We have an innate need to tell stories. Stories provide a way to express our thoughts and ideas and to hopefully arrive at common ground with our audience while doing so, despite physical or metaphorical barriers.
Good storytelling can be particularly powerful in getting our message across. If anything, it renders information more memorable: we’re way more likely to take in and remember a story than a list of bullet points. Once we’ve been caught in a web of personalities and emotions, that message lodges itself more easily into our brains.
Even more importantly, we’re more likely to get behind and promote the message of a story that compels us. We become more understanding and sympathetic to its particular point of view.
Storytelling and podcasting, happily ever after
It’s no wonder stories and podcasting go so well together; podcasts are an ideal vehicle. It’s in the intimate nature in which they’re experienced and consumed: hosts speak to you personally, come in directly through your headphones, to your ears, and into your mind. There’s an interactive element to it, too; podcasts are, of course, built upon words (with the occasional sound effect or song), with hosts sketching a picture in order to activate listeners’ imaginations. Listeners pick up on the given clues and complete the picture in their minds.
Podcasts also lend themselves very well to experimentation. Despite their ten year history, podcasting still feels like a yet-to-be-explored medium that can be turned upside-down, looked at from the side, and played around with. Plenty of hosts have pushed its boundaries, taking nonlinear routes with their content and incorporating external pieces and mediums throughout.
How to build a story yourself
So how does one go about it – telling a story?
There’s a very basic structure to follow: all stories have a beginning, a middle, and an end. Almost always, a conflict is presented in the beginning or halfway through that has to be overcome. Different elements, like personal anecdotes, common references, and setting descriptions are added along the way that audiences can latch onto and understand. And a lot of it comes down to research, in the end: going through the proper preparation, delving deeper, and finding fresh angles that can help you move the story forward in a more informed, creative way.

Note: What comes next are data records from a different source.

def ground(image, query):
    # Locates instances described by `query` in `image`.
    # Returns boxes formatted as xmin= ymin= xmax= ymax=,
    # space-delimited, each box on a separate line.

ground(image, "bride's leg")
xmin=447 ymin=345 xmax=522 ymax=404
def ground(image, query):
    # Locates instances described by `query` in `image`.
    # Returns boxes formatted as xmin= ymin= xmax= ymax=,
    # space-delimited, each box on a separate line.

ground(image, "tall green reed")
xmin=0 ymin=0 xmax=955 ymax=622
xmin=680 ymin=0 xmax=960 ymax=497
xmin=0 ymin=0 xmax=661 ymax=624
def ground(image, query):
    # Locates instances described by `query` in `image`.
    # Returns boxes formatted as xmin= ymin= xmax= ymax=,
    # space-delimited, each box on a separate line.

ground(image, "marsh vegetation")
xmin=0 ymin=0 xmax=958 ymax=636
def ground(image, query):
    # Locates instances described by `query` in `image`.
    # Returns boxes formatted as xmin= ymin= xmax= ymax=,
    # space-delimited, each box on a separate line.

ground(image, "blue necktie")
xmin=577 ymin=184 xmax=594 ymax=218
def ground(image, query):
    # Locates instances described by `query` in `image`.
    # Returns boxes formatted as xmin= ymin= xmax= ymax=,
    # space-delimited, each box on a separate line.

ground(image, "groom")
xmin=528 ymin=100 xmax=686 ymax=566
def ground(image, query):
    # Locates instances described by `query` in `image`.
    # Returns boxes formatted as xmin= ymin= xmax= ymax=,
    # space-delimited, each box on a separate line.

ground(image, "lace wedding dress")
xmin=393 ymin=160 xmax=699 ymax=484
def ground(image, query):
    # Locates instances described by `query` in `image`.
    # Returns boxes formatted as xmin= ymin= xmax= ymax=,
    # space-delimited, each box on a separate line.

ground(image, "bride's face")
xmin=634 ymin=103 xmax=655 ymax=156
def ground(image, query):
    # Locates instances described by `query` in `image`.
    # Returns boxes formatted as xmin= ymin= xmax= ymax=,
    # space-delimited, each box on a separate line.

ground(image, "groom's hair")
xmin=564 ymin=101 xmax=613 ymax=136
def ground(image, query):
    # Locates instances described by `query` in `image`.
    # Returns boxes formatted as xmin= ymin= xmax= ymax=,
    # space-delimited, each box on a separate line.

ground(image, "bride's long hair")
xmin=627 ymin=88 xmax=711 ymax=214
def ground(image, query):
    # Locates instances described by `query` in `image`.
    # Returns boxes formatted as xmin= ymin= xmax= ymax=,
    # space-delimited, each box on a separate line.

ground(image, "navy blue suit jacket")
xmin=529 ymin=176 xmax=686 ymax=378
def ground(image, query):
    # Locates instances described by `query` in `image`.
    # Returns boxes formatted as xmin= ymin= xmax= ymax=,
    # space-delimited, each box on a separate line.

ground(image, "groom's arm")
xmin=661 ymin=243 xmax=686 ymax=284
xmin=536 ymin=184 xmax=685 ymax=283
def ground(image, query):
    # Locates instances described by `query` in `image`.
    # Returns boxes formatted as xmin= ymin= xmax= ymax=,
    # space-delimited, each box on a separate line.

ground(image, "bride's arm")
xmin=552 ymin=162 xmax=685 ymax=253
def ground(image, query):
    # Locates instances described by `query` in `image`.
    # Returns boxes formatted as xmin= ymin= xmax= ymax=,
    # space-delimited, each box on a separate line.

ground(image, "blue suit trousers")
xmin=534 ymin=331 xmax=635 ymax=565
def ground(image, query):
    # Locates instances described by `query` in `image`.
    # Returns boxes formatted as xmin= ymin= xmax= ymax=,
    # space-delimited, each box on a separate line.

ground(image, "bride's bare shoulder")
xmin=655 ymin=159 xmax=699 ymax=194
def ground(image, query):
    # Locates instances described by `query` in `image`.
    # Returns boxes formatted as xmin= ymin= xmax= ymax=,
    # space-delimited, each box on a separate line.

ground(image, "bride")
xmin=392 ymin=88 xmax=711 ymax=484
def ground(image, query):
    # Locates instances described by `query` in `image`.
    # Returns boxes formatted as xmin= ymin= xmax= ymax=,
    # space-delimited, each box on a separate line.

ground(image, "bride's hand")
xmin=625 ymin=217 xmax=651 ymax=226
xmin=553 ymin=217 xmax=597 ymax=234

Now, you may be thinking, “my podcast is a talk show with different guests on every episode –” or “I have a business podcast that has to do with carpentry –
how could I possibly build a story off of that?”

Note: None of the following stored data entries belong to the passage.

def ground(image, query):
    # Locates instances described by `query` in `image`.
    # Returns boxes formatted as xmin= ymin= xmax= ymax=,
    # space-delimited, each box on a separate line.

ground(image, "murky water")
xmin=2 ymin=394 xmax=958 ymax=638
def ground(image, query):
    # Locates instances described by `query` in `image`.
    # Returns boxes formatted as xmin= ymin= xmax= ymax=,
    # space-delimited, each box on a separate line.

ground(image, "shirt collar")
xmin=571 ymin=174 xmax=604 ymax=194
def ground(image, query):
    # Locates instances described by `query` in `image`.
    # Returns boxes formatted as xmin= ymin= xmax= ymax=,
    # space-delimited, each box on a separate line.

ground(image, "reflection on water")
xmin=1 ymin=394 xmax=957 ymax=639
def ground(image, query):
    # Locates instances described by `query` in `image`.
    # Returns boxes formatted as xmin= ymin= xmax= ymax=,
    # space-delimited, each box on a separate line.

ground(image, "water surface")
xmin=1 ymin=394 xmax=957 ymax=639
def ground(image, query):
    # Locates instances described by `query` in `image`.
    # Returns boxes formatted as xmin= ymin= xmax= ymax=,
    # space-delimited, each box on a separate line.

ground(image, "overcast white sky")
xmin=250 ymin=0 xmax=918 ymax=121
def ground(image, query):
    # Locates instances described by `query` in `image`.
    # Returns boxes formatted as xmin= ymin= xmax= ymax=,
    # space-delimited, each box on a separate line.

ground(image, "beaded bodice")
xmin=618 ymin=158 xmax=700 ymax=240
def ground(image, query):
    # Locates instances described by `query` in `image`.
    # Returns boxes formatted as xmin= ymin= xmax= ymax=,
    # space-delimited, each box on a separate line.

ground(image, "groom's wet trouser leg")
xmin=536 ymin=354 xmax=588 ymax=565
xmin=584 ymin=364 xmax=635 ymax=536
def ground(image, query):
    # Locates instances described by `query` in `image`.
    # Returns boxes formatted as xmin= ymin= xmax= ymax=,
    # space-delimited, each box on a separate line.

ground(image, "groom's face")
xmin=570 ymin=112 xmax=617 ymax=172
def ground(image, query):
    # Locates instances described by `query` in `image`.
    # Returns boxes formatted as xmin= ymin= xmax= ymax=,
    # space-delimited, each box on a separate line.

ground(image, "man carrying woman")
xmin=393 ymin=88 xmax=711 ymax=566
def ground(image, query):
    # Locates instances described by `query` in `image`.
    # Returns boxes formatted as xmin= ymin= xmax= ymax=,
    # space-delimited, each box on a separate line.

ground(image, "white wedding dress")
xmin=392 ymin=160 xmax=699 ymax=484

It’s true that some genres lend themselves more easily to storytelling. True crime and investigative journalism are perfect candidates – in fact, it’s what their entire success is based on. But there are definitely ways to apply these frameworks to your podcasts no matter what kind of content you’re tackling.
If you have a business podcast, for example, you can start with a loose story arc for each of your episodes. Introduce a common conflict at the beginning, and then show users how your particular product can overcome that conflict. This can be told through a single story or fleshed out with a number of them presenting different scenarios. For example, if you’re a car salesman, you can tell a one about an upcoming road trip, your old clunker breaking down just before it begins, and how your own product offers the solution.
If you host a general talk show that doesn’t cover a specific theme, that’s okay too. You can use your own personal story as the lens through which your listeners approach your show, or create stories around each topic you present. When you hold interviews, prepare questions for your guests that encourage them to tell their own anecdotes.
Tune into some inspiration
There are some truly exemplary podcasts out there that really show how well-crafted storytelling can bring out better content (and some that can help you do that, too, like the wonderful Write Now with Sarah Werner). Here are a few to pick up some tricks from:
There’s a reason why S-Town (and its predecessor Serial) blew up the way it did. The show turned storytelling on its head, with host Brian Reed leading us to think the story was going one way, but then letting it go other ways – multiple ways – with unexpected twists and surprises. By following his instincts, Brian was able to pick up loose threads and weave them into one fantastic tale.
While The Moth was born onstage, it has continued to grow in popularity thanks to its podcast. It’s all about bare-bone storytelling: people of all ages and backgrounds are invited to tell their own stories, most of which last only 15 minutes or so, about love, friendship, adventures, and death. It’s the pure craft of narration and will get you hooked with every new speaker.
This is Why You’re Single
Laura Lane and Angela Spera are utterly relatable as they share their personal anecdotes on love, relationships, and being single on This is Why You’re Single. Their down-to-earth approach allows them to connect to listeners and bond over common experiences (and failures), helping listeners come to terms with their own stories.
It’s likely you’re already telling stories in your podcasts, but just weren’t aware of it. Now that you are, you can reinforce those structures and be more strategic in the way you relate to audiences and focus on reach.
So what’s your story, and how are you going to tell it?